I have created a search and replace program using regular expression for large no of files using eclipse ide.In this program I have given the name of directory in which search and replace to be performed(It may have sub directories also).For small no of files it runs smoothly but for directories having 1000 of files it hangs in between as does nothing(even after increasing the jvm memory size).
I have used BufferedReader to read each file line by line and used regex to match the pattern in the line and then replaced it with some other text.
Can any body suggest me the possible solution(Algorithms,Library,trick,hack) for it?
BufferedReader br = new BufferedReader(new FileReader(fileName));
BufferedWriter bw = new BufferedWriter(new FileWriter(changedFile));
StringBuilder sb = new StringBuilder();
for (String line = br.readLine(); line != null; line = br.readLine()) {
sb.append(line).append("\n");
}
br.close();
sb.trimToSize();
String code = sb.toString();
code = code.replaceAll("System", "PrintWriter");
bw.write(code);
bw.flush();
bw.close();
I suspect the write buffer in your OS is filling up and it must wait for the data to flush to disk unless you can determine the program really is hanging up due to a bug in it. Using the debugger is a simple way to test this or using
jstackto take a stack trace.I suspect the problem is in the speed of your hard drive. If you have a HDD which has a seek time of 8 ms;
The total time take is about 32 – 48 ms, which means you can update about 20 – 30 files per second.
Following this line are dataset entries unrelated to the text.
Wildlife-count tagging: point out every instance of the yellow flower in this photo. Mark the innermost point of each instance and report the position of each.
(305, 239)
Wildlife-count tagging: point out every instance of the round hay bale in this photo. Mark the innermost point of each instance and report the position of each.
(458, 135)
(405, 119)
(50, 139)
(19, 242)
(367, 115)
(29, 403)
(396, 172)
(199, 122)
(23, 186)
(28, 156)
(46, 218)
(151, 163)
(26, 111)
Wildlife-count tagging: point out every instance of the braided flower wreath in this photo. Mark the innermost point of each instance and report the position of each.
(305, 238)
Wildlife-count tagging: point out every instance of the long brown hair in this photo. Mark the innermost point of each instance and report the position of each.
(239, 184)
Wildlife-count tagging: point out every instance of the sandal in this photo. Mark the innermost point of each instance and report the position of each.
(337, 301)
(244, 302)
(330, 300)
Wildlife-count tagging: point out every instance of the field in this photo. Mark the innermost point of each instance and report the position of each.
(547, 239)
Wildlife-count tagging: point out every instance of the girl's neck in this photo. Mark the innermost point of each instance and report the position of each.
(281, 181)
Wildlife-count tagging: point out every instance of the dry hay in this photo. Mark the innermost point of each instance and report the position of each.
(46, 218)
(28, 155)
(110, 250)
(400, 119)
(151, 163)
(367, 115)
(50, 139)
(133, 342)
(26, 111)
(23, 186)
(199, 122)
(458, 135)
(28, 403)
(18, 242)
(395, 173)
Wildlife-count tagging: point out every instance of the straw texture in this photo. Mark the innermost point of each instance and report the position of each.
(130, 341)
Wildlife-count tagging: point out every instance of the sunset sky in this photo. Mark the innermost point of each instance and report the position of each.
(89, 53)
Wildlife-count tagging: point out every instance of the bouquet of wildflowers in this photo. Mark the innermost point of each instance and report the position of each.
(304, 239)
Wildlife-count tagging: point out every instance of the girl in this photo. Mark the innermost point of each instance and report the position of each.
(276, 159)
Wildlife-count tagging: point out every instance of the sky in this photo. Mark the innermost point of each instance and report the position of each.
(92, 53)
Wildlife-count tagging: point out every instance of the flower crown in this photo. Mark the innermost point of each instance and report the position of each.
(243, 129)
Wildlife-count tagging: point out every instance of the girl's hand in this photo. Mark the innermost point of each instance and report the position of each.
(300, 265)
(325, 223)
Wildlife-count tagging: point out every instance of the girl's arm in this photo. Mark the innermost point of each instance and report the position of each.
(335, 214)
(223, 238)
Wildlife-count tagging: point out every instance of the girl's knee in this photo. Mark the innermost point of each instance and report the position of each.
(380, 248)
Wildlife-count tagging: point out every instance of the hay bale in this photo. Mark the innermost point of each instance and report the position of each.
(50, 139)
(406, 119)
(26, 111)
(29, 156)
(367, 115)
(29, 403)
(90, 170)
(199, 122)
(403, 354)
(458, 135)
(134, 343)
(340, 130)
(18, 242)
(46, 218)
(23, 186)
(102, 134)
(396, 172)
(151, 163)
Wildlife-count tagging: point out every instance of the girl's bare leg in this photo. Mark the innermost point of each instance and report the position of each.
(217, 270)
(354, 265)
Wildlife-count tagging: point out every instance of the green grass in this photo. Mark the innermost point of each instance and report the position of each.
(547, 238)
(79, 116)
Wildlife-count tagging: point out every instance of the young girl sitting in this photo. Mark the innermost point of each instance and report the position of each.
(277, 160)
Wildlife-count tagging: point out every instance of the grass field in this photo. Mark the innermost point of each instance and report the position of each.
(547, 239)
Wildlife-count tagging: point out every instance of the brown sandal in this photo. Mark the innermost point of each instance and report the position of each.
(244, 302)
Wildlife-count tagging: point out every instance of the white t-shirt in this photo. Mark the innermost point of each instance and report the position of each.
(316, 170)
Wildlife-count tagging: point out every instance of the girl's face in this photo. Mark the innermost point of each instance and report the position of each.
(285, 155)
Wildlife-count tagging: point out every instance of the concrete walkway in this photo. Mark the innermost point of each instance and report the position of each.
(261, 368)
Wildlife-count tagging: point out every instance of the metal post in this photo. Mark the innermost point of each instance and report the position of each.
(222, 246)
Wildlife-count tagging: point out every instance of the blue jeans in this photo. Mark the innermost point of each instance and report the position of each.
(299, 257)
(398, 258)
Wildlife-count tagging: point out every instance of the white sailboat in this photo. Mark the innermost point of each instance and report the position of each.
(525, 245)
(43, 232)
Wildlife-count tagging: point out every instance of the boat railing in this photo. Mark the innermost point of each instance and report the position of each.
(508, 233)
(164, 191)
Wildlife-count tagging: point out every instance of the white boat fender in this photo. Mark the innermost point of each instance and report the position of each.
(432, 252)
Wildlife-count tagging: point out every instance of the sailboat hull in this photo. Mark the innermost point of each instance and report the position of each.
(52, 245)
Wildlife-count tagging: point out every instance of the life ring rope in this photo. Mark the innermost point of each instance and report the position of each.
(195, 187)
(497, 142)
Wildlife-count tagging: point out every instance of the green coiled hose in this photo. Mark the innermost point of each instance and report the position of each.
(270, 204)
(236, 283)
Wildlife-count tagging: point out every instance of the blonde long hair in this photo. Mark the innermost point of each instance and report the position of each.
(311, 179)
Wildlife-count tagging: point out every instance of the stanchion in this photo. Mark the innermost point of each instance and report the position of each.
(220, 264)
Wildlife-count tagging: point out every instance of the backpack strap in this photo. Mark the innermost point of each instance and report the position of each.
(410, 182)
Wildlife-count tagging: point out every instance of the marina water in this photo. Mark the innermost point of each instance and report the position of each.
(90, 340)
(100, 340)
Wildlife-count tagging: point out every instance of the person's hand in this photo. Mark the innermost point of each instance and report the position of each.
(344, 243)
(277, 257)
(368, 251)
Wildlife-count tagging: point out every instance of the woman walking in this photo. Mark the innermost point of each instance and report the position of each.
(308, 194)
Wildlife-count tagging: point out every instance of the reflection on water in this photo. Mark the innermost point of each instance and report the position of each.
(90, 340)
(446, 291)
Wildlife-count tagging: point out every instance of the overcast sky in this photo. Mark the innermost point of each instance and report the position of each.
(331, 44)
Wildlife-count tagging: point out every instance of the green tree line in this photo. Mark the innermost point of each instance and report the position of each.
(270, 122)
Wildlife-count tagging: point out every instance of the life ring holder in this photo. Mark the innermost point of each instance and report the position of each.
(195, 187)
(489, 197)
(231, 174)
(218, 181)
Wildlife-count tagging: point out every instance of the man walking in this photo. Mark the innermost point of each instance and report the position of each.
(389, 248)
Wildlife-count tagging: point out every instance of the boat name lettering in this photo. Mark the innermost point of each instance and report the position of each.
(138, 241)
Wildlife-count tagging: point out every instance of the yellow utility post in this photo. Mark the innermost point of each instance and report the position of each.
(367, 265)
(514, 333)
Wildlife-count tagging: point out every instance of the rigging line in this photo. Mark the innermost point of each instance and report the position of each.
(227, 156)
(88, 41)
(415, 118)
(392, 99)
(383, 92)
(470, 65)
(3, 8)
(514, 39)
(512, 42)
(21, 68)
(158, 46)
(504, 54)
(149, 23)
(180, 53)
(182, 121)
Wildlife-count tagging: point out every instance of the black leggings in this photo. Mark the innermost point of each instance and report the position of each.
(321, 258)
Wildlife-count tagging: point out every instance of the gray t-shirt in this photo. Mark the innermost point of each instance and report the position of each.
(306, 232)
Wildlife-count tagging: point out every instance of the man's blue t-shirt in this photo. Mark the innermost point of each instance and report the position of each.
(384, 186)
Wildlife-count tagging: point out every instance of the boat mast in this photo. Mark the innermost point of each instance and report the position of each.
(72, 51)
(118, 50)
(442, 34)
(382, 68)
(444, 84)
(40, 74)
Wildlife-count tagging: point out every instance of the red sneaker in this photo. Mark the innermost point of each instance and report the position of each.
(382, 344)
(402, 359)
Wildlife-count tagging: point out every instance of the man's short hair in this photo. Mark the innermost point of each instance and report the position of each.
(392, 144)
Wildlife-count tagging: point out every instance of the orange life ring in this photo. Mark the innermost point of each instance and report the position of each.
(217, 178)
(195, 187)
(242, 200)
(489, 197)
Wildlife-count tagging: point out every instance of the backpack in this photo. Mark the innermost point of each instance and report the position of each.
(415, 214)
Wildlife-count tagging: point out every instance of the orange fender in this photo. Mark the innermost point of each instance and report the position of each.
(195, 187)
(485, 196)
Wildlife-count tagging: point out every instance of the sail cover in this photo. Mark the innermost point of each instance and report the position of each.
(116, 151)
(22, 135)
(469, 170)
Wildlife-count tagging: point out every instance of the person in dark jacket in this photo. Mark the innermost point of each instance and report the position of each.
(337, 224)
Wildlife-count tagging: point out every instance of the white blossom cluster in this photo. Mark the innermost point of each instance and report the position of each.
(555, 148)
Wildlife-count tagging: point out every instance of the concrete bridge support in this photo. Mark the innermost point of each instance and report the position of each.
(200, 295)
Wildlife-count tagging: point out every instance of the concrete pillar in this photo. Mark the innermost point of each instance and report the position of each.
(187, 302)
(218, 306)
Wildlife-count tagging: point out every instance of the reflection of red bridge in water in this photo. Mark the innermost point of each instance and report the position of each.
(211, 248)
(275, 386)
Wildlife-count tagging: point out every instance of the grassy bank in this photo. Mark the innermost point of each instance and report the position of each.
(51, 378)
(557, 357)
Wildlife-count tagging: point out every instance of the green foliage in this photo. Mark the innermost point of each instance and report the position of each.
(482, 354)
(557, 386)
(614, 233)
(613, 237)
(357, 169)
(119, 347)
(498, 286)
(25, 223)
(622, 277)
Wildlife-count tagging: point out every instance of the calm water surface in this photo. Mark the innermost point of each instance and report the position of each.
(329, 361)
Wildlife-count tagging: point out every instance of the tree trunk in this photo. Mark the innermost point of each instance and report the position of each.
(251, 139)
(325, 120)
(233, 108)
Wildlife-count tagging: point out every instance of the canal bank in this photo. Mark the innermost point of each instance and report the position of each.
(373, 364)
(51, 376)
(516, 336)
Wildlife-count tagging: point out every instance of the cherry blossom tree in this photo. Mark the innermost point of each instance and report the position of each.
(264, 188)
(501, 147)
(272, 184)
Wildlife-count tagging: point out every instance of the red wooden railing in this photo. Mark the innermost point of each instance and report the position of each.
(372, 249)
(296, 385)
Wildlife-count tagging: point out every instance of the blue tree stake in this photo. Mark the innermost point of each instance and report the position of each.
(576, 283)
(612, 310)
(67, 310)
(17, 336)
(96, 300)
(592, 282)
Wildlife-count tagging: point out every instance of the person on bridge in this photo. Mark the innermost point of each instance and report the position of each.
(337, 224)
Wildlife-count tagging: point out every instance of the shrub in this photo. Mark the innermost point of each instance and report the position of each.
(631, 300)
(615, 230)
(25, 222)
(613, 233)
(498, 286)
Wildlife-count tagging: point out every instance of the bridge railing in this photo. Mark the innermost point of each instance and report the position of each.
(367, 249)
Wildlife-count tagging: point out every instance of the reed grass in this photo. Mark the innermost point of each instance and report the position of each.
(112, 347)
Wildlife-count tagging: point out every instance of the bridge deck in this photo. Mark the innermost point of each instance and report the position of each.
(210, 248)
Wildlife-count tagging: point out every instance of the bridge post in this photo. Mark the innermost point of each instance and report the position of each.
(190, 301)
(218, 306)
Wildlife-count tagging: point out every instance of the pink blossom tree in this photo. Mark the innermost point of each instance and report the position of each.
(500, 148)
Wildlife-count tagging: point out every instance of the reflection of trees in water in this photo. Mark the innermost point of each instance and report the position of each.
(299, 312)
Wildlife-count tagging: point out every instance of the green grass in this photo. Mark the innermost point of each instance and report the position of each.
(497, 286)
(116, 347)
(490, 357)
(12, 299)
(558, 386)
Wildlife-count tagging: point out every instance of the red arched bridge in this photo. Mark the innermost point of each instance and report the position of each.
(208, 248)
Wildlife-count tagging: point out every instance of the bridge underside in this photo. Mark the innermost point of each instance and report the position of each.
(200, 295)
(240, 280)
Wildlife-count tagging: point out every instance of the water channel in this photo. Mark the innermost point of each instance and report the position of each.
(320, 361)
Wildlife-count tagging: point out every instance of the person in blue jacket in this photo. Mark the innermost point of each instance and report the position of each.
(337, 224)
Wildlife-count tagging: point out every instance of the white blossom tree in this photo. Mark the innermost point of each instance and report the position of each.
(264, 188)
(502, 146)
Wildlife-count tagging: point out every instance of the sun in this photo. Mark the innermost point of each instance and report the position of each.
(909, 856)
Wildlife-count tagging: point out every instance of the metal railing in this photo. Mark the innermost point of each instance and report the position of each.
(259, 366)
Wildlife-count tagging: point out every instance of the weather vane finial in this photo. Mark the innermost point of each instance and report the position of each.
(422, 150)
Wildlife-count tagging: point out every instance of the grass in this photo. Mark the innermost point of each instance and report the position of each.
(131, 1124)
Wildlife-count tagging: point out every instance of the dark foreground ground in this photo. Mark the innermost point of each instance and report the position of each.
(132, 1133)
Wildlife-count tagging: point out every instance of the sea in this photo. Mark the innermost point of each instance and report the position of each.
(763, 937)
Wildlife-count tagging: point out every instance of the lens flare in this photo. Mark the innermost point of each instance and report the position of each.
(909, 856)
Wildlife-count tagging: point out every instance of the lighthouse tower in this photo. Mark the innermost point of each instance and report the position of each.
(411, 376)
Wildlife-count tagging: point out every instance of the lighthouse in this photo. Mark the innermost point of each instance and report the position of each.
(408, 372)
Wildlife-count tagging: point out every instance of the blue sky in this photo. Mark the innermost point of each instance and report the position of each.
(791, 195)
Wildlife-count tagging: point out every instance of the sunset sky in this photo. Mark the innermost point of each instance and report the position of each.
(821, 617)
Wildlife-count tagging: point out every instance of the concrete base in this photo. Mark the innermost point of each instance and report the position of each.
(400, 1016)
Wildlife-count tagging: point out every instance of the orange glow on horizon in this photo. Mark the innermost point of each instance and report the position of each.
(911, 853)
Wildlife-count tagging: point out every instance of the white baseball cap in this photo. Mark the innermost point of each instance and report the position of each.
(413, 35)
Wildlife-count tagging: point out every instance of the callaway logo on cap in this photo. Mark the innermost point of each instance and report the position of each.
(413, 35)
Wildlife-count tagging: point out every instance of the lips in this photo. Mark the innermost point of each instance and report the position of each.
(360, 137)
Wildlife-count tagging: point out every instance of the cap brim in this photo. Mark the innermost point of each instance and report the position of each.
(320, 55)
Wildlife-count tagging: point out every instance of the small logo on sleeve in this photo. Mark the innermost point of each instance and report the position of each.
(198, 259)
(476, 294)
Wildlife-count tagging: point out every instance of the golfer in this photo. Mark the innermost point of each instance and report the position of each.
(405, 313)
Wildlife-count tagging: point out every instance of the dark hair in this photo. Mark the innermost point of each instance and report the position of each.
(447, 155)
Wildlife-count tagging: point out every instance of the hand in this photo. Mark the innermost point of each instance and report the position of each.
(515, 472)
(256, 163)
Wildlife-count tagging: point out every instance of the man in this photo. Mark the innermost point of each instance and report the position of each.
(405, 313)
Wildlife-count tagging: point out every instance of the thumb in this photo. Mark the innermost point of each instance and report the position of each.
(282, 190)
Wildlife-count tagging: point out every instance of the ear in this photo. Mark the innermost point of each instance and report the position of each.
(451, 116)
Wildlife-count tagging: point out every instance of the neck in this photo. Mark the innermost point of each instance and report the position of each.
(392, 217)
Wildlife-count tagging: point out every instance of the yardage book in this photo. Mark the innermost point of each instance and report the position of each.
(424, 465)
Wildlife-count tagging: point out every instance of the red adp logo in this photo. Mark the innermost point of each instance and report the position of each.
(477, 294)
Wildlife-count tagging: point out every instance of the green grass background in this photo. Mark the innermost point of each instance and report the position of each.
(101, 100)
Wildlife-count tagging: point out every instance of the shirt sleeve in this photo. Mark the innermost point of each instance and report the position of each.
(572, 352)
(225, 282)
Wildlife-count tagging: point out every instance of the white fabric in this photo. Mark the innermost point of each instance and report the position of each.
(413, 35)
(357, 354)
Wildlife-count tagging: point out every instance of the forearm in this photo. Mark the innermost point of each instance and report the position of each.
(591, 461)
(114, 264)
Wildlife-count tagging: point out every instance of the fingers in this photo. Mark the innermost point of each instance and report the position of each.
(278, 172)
For <$50 you can buy a 32 GB SSD with an access time of 0.1 ms. You can buy double the size for not much more.
The total time might be 0.5 ms allowing you to process up to 2000 files per second.
The only reason it appears you can do more is that the OS caches reads and buffers writes, to a point. When these are exhaused (which they seem to be fairly quickly on Windows) you are limited by the speed of the drive.